Department of Internal Medicine III, University of Heidelberg, Heidelberg 69120, Germany.
Biology (Basel). 2013 Mar 1;2(1):378-98. doi: 10.3390/biology2010378.
Within just a few years, the new methods for high-throughput next-generation sequencing have generated completely novel insights into the heritability and pathophysiology of human disease. In this review, we wish to highlight the benefits of the current state-of-the-art sequencing technologies for genetic and epigenetic research. We illustrate how these technologies help to constantly improve our understanding of genetic mechanisms in biological systems and summarize the progress made so far. This can be exemplified by the case of heritable heart muscle diseases, so-called cardiomyopathies.
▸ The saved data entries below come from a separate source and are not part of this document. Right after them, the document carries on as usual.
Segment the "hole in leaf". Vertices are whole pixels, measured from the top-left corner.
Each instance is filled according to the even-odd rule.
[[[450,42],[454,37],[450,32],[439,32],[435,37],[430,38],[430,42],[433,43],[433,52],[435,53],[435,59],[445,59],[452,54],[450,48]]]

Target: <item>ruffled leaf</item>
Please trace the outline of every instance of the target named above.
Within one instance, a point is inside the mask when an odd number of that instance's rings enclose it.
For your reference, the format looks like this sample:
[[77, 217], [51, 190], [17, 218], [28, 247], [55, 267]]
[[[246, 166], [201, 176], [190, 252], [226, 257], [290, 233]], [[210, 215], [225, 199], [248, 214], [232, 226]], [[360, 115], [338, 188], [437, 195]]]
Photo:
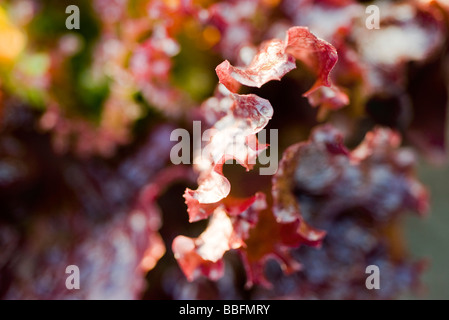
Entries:
[[198, 238], [176, 237], [172, 249], [186, 277], [194, 280], [204, 275], [219, 279], [224, 272], [223, 255], [246, 246], [258, 212], [265, 208], [263, 193], [248, 199], [226, 199], [215, 207], [208, 227]]
[[293, 27], [287, 31], [285, 52], [304, 62], [318, 77], [304, 96], [321, 86], [331, 86], [329, 74], [338, 60], [337, 50], [331, 44], [317, 38], [307, 27]]
[[260, 88], [268, 81], [280, 80], [296, 68], [295, 59], [306, 64], [318, 78], [304, 96], [321, 86], [331, 86], [329, 74], [337, 63], [337, 50], [306, 27], [288, 29], [285, 41], [273, 39], [265, 42], [246, 68], [233, 67], [226, 60], [216, 68], [216, 72], [220, 83], [237, 92], [240, 84]]
[[309, 142], [293, 145], [284, 154], [284, 170], [273, 178], [275, 215], [291, 220], [298, 214], [293, 190], [317, 197], [308, 204], [308, 213], [320, 210], [332, 216], [354, 207], [378, 219], [404, 209], [425, 213], [427, 191], [414, 177], [413, 154], [398, 149], [400, 141], [394, 131], [378, 128], [350, 152], [336, 129], [315, 129]]
[[198, 189], [187, 189], [184, 194], [190, 221], [207, 218], [216, 208], [214, 204], [229, 194], [231, 186], [223, 175], [227, 160], [235, 159], [250, 170], [257, 156], [267, 148], [258, 143], [256, 134], [271, 118], [271, 104], [253, 94], [232, 94], [231, 98], [232, 105], [212, 128], [210, 142], [201, 152]]
[[271, 80], [281, 80], [296, 68], [295, 59], [284, 52], [284, 42], [273, 39], [262, 44], [259, 52], [246, 68], [233, 67], [225, 60], [215, 69], [220, 83], [237, 92], [239, 84], [260, 88]]

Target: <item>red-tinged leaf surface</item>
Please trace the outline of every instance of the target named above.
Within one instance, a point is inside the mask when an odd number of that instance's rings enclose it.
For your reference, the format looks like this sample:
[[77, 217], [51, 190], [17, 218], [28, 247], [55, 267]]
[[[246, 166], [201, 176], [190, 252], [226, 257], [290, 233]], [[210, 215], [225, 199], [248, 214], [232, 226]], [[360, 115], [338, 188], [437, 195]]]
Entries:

Here, next-generation sequencing is able to identify novel disease genes, and first clinical applications demonstrate the successful translation of this technology into personalized patient care.
在短短几年内,高通量下一代测序的新方法为人类疾病的遗传性和病理生理学提供了全新的见解。在这篇综述中,我们希望强调当前最先进的测序技术在遗传和表观遗传研究方面的优势。我们举例说明了这些技术如何帮助我们不断深化对生物系统中遗传机制的理解,并总结了迄今为止取得的进展。遗传性心肌疾病,即所谓的心肌病,就是一个很好的例子。在这种疾病中,下一代测序能够鉴定出新的疾病基因,而初步的临床应用表明,这项技术已经成功地转化为个性化的患者治疗。